Issuing dual currency bonds is another government effort to resolve the State Budget deficit set in the 2018 APBN of Rp325.9 trillion or 2.19 per cent of Gross Domestic Product (GDP).
The financing strategy in 2018 is aiming at meeting optimal financing cost and risk levels, supporting the development of financial markets, and improving transparency and accountability of management of financing policies.
The Indonesian government aims to issue a net sum of Rp414.5 trillion (U$30.67 billion) in debt next year, some of which will be issued in foreign currencies.
The need for debt financing in 2018 amounted to Rp783.2 trillion, about 93 per cent or Rp727.6 trillion of which will come from government bonds, while the remaining 7 per cent or Rp55.8 trillion will derive from loans.

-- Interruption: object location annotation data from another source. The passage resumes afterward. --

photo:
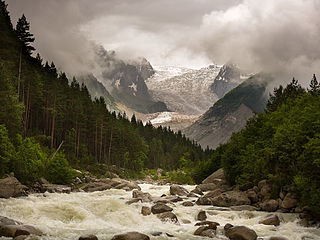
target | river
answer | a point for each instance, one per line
(67, 216)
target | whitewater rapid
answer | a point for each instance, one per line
(105, 214)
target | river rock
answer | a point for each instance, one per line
(88, 237)
(201, 216)
(178, 190)
(160, 208)
(269, 205)
(213, 194)
(219, 174)
(231, 198)
(197, 190)
(187, 204)
(205, 231)
(168, 216)
(241, 233)
(145, 211)
(96, 186)
(244, 208)
(204, 201)
(17, 230)
(11, 187)
(271, 220)
(290, 201)
(131, 236)
(145, 197)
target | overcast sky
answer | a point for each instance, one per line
(272, 35)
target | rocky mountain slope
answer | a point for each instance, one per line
(230, 113)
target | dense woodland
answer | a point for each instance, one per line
(43, 111)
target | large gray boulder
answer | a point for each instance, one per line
(160, 208)
(231, 198)
(11, 187)
(131, 236)
(178, 190)
(240, 233)
(219, 174)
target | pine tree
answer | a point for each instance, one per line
(314, 85)
(22, 31)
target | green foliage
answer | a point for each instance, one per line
(58, 170)
(29, 163)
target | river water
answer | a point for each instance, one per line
(67, 216)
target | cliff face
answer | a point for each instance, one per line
(230, 113)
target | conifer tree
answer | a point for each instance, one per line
(22, 31)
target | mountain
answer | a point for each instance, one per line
(184, 90)
(126, 81)
(230, 113)
(228, 78)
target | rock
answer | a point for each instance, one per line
(269, 205)
(271, 220)
(217, 174)
(278, 238)
(54, 188)
(253, 196)
(241, 233)
(213, 225)
(178, 190)
(204, 201)
(205, 231)
(213, 194)
(289, 201)
(145, 211)
(187, 204)
(205, 187)
(201, 216)
(96, 186)
(88, 237)
(168, 216)
(145, 197)
(11, 187)
(160, 208)
(8, 221)
(131, 236)
(197, 190)
(17, 230)
(191, 194)
(231, 198)
(244, 208)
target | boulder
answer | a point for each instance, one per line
(96, 186)
(269, 205)
(145, 197)
(168, 216)
(201, 216)
(131, 236)
(145, 211)
(213, 194)
(231, 198)
(160, 208)
(204, 201)
(88, 237)
(219, 174)
(241, 233)
(271, 220)
(187, 204)
(290, 201)
(178, 190)
(17, 230)
(197, 190)
(11, 187)
(205, 231)
(244, 208)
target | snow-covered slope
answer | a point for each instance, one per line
(184, 90)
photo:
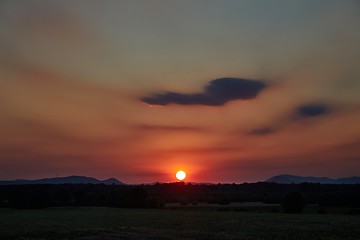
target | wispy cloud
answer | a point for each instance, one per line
(304, 111)
(216, 93)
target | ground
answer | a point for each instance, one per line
(173, 223)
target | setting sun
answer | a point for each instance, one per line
(180, 175)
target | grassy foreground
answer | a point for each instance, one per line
(111, 224)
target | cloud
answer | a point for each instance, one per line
(169, 128)
(263, 131)
(309, 110)
(312, 110)
(216, 93)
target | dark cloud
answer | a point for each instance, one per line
(216, 93)
(312, 110)
(263, 131)
(169, 128)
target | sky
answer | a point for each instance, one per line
(228, 91)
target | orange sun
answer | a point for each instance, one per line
(180, 175)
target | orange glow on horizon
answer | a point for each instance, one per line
(180, 175)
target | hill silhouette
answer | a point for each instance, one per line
(64, 180)
(289, 179)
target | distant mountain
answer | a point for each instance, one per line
(64, 180)
(288, 179)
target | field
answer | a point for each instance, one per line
(173, 223)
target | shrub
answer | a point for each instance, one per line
(293, 202)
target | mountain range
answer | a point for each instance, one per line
(282, 179)
(64, 180)
(289, 179)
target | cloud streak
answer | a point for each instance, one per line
(217, 92)
(309, 110)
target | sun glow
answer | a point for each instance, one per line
(180, 175)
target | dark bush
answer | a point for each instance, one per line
(293, 202)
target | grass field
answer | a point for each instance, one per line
(111, 224)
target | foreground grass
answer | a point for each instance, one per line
(111, 224)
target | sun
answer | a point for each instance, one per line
(180, 175)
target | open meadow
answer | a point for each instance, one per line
(172, 223)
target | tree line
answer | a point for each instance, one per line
(156, 195)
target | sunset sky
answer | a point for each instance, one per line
(228, 91)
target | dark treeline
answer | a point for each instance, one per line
(156, 195)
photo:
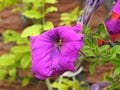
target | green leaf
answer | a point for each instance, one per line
(25, 61)
(51, 1)
(103, 48)
(115, 50)
(7, 60)
(22, 41)
(32, 30)
(10, 36)
(12, 75)
(33, 14)
(92, 67)
(103, 31)
(89, 43)
(117, 71)
(20, 49)
(50, 9)
(116, 61)
(2, 74)
(48, 26)
(60, 85)
(25, 81)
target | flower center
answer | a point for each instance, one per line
(59, 44)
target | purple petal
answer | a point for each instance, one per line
(113, 26)
(101, 85)
(90, 7)
(47, 59)
(116, 8)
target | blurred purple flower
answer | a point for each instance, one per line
(113, 26)
(55, 51)
(116, 7)
(91, 5)
(101, 85)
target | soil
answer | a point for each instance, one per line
(12, 20)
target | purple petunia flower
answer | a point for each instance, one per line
(116, 8)
(113, 26)
(55, 51)
(101, 85)
(91, 5)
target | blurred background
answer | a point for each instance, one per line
(15, 60)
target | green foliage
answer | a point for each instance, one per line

The need for debt financing of Rp783.2 trillion is as follows: Rp586.6 trillion is domestic debt or 75 per cent consisting of domestic sovereign bonds, Rp 582.1 trillion and domestic loans, Rp4.5 trillion plus SPN due in 2018, amounting to Rp 119.0 trillion.
Foreign currency debts amounted to Rp196.6 trillion or 25 per cent, consisting of foreign exchange SBN of Rp145.3 trillion, and foreign loans Rp51.3 trillion in US$, Japanese yen and Euros.
Rating agency Standard & Poor’s upgraded Indonesia’s sovereign rating to ‘investment grade’ in May this year. Two other major rating agencies had already rated Indonesian debt at investment grade.
David Sumual, an economist with private lender PT Bank Central Asia, sees foreign capital inflow as still fueling emerging markets, including that of Indonesia, following moderate outlook for any Federal Reserve rate increase.
Against this, a mixed message from the Euro Central Bank, indicating how they will undertake quantitative easing (government bonds, mortgage debt securities purchases); this will likely exert a lighter effect than any US decision.